Les yeux rivés sur Poulin

Les partisans semblent unanimes. Le Phœnix connaîtra du succès cette saison. Mais selon eux, tout dépendra du retour de Samuel Poulin, qui impressionne au camp des Penguins de Pittsburgh.

Le cœur était à la fête vendredi soir dans la cour du Palais des sports et les amateurs étaient au rendez-vous à l’occasion du plus grand tailgate de l’histoire du Phœnix. 

Et même si le Phœnix n’a jamais été en mesure de remporter plus d’une ronde en séries, plusieurs fidèles partisans participaient encore aux célébrations de début de saison. Comme il y a sept ans.

« Je suis un fan depuis la toute première campagne du Phœnix, admet Marco Couture, l’un des 3229 spectateurs présents vendredi soir. Cette année, j’espère voir le Phœnix terminer au premier rang de sa division. Tout dépendra de Samuel Poulin et s’il redescend dans la LHJMQ. On n’a jamais fini plus haut qu’en milieu de classement. Je m’attends à une belle saison cette année. Ce serait le temps d’aller jusqu’au bout. »

Même son de cloche du côté de la famille Pruneau. 

« Ça fait trois ans que j’assiste régulièrement aux matchs du Phœnix, indique David Pruneau, accompagné de ses deux garçons. J’ai mon billet de saison cette année parce le Phœnix aura une équipe compétitive qui comptera beaucoup de buts et qui se rendra loin. On est des passionnés. C’est plus qu’une partie de hockey que l’on présente au Palais de sports. C’est un happening à chaque fois, surtout ce week-end. Et tout comme mes deux garçons, j’attends le retour de Samuel Poulin impatiemment. »

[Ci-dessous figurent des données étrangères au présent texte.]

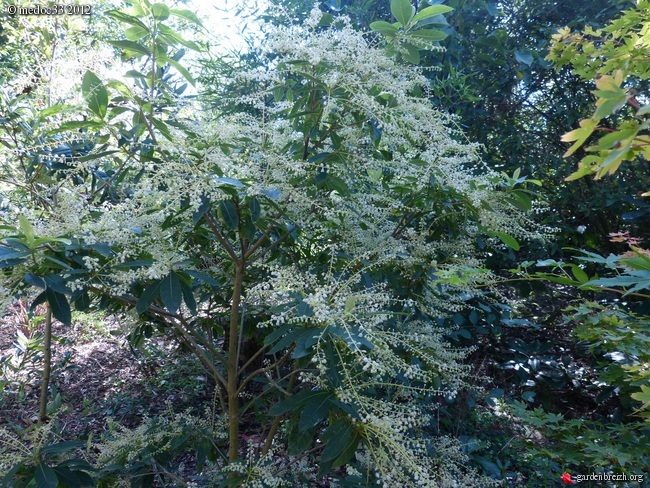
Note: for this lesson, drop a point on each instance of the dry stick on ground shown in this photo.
(47, 365)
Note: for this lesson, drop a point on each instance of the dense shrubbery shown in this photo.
(323, 240)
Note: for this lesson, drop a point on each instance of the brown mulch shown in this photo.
(95, 372)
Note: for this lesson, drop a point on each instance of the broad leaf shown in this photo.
(228, 214)
(160, 11)
(431, 11)
(428, 34)
(94, 93)
(148, 296)
(402, 10)
(171, 292)
(59, 305)
(384, 28)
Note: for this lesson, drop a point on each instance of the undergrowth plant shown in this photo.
(299, 237)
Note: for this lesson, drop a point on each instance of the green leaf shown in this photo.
(254, 207)
(402, 10)
(412, 54)
(587, 126)
(340, 448)
(148, 296)
(431, 11)
(524, 57)
(298, 441)
(428, 34)
(126, 18)
(162, 127)
(63, 447)
(188, 296)
(160, 11)
(508, 240)
(315, 410)
(179, 67)
(34, 280)
(131, 47)
(384, 28)
(136, 33)
(94, 93)
(53, 110)
(578, 272)
(187, 15)
(27, 229)
(60, 306)
(294, 402)
(45, 476)
(228, 214)
(171, 292)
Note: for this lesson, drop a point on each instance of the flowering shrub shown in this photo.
(300, 245)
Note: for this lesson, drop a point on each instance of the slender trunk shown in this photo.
(233, 367)
(47, 365)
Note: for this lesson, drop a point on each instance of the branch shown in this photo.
(251, 376)
(224, 242)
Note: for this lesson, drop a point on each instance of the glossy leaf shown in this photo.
(228, 214)
(431, 11)
(95, 93)
(148, 296)
(402, 10)
(160, 11)
(171, 292)
(384, 28)
(59, 305)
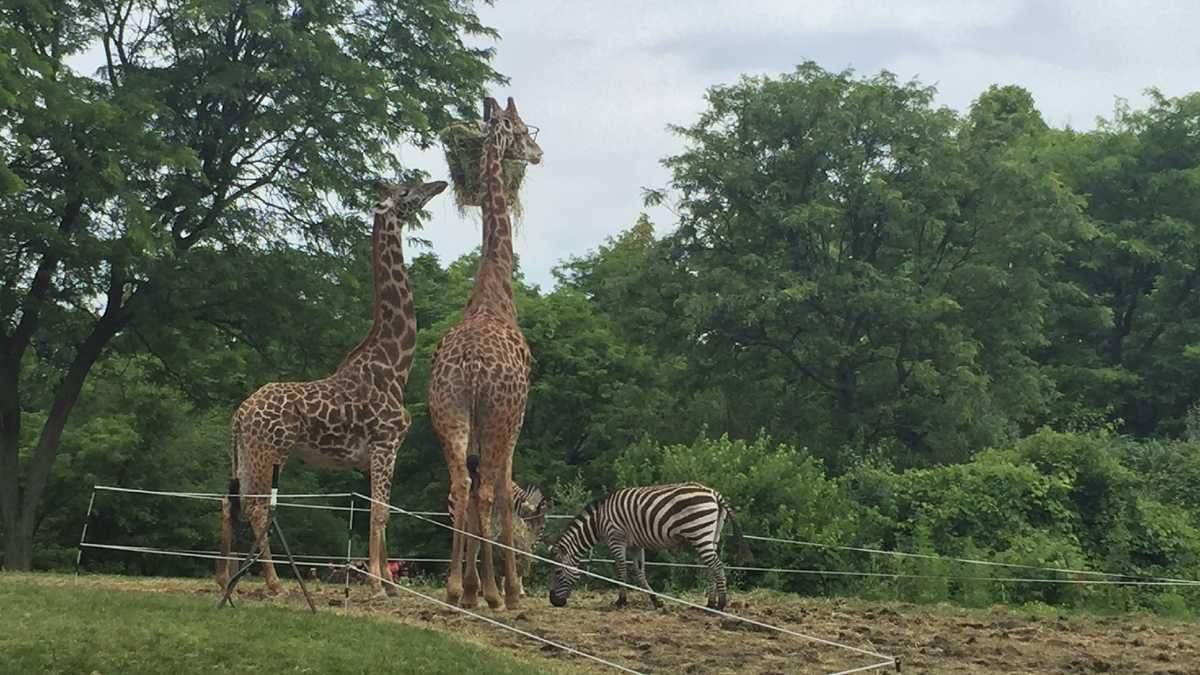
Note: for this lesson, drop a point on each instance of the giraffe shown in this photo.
(354, 418)
(480, 376)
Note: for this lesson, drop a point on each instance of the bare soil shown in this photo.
(679, 639)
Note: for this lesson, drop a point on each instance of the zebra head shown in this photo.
(575, 541)
(532, 506)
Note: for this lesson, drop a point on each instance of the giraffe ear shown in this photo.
(490, 106)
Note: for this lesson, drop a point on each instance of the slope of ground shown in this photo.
(54, 626)
(676, 639)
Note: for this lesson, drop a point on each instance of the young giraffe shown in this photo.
(354, 418)
(480, 376)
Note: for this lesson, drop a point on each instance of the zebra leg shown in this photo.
(640, 563)
(617, 548)
(718, 596)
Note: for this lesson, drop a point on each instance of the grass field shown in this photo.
(117, 625)
(53, 626)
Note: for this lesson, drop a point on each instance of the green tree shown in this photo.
(1127, 344)
(211, 130)
(865, 269)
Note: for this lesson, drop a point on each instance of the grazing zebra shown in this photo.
(529, 507)
(639, 519)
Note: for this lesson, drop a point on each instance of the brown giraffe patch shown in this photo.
(480, 377)
(354, 418)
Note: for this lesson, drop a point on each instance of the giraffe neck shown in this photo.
(393, 336)
(493, 282)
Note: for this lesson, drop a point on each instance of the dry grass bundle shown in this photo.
(463, 142)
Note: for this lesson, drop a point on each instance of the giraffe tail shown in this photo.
(234, 496)
(473, 471)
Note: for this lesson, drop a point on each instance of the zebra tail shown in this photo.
(741, 549)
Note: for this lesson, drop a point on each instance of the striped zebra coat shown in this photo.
(529, 506)
(635, 520)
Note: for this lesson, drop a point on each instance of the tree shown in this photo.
(867, 269)
(1127, 346)
(211, 130)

« On n’a pas toujours été chanceux, rappelle pour sa part Marco Couture. Comme la fois où l’on a perdu Liam O’Brien, qui était resté avec les Capitals de Washington au lieu de revenir dans la LHJMQ. Cette fois, ce serait bien d’être chanceux en pouvant revoir Poulin à 18 ans et peut-être même à 19 ans, ce qui serait toutefois surprenant. »

« Les Saguenéens auront un bon club et l’Océanic aussi, avec Alexis Lafrenière, poursuit le partisan de longue date. C’est important de pouvoir compter sur un joueur dominant et j’espère qu’à Sherbrooke, on aura cette chance. Sinon, on partira en retard. En plus, le Phœnix est allé chercher Xavier Parent pour jouer avec Poulin. »

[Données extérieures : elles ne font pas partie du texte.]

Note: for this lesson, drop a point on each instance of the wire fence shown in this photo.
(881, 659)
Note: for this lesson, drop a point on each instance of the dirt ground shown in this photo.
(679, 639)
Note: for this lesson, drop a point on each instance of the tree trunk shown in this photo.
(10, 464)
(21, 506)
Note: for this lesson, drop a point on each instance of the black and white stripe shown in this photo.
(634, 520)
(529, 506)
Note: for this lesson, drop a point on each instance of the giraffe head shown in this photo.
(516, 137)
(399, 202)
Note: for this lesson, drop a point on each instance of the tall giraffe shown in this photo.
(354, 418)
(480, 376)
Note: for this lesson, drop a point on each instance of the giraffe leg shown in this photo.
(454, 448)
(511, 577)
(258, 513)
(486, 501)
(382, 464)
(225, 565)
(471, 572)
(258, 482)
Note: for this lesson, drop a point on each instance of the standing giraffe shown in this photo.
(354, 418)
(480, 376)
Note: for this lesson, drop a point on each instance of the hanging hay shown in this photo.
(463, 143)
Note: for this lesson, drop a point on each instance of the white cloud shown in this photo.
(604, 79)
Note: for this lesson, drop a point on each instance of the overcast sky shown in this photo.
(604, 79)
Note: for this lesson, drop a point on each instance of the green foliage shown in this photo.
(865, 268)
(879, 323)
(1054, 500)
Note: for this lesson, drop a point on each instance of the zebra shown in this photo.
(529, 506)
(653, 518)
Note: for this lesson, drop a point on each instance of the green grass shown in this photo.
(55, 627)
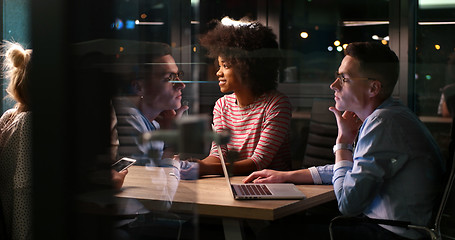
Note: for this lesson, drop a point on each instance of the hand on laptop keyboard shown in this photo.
(189, 170)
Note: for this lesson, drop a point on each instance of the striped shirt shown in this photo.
(131, 124)
(259, 131)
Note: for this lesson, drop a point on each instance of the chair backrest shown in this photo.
(322, 134)
(445, 217)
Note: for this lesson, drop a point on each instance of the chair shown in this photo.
(322, 134)
(442, 223)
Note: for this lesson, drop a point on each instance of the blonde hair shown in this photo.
(16, 61)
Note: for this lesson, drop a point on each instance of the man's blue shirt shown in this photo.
(396, 170)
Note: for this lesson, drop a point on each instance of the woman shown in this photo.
(15, 144)
(256, 114)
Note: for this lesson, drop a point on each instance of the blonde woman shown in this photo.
(15, 144)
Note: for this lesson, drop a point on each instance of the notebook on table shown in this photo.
(260, 191)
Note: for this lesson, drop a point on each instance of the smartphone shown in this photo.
(123, 163)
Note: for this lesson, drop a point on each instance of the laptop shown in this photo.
(260, 190)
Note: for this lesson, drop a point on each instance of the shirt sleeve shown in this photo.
(275, 131)
(378, 155)
(322, 174)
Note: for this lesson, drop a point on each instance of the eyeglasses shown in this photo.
(345, 80)
(174, 76)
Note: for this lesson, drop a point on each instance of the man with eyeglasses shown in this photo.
(394, 170)
(152, 91)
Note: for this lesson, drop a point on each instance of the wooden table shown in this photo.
(210, 196)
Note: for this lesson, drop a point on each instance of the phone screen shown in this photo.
(123, 164)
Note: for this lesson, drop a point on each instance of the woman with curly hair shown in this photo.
(254, 112)
(15, 145)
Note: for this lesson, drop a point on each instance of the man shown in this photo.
(151, 98)
(153, 91)
(394, 171)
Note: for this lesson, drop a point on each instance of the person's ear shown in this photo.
(138, 87)
(375, 88)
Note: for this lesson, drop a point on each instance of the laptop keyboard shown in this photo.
(254, 189)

Selon les partisans, Poulin devrait piloter l’une des attaques les plus puissantes du circuit Courteau.

« Offensivement, le Phœnix sera dangereux, estime Chris Messier. L’attaque est très diversifiée. Notre patience sera peut-être récompensée cette année parce que ça fait sept ans que l’on espère gagner. »

« On est ici depuis la première saison en 2012, ajoute sa conjointe Mélissa Bessette. On aime le hockey et peu importe l’équipe qui est à Sherbrooke ou peu importe les résultats, on aime venir ici au Palais des sports. »

Les amateurs se sont effectivement montrés indulgents depuis le retour du hockey junior à Sherbrooke, mais cette fois, le succès est plus qu’attendu.

« C’est important qu’une organisation sportive gagne de temps en temps pour conserver son noyau de partisans et je crois que cette année, c’est la bonne », clame David Pruneau.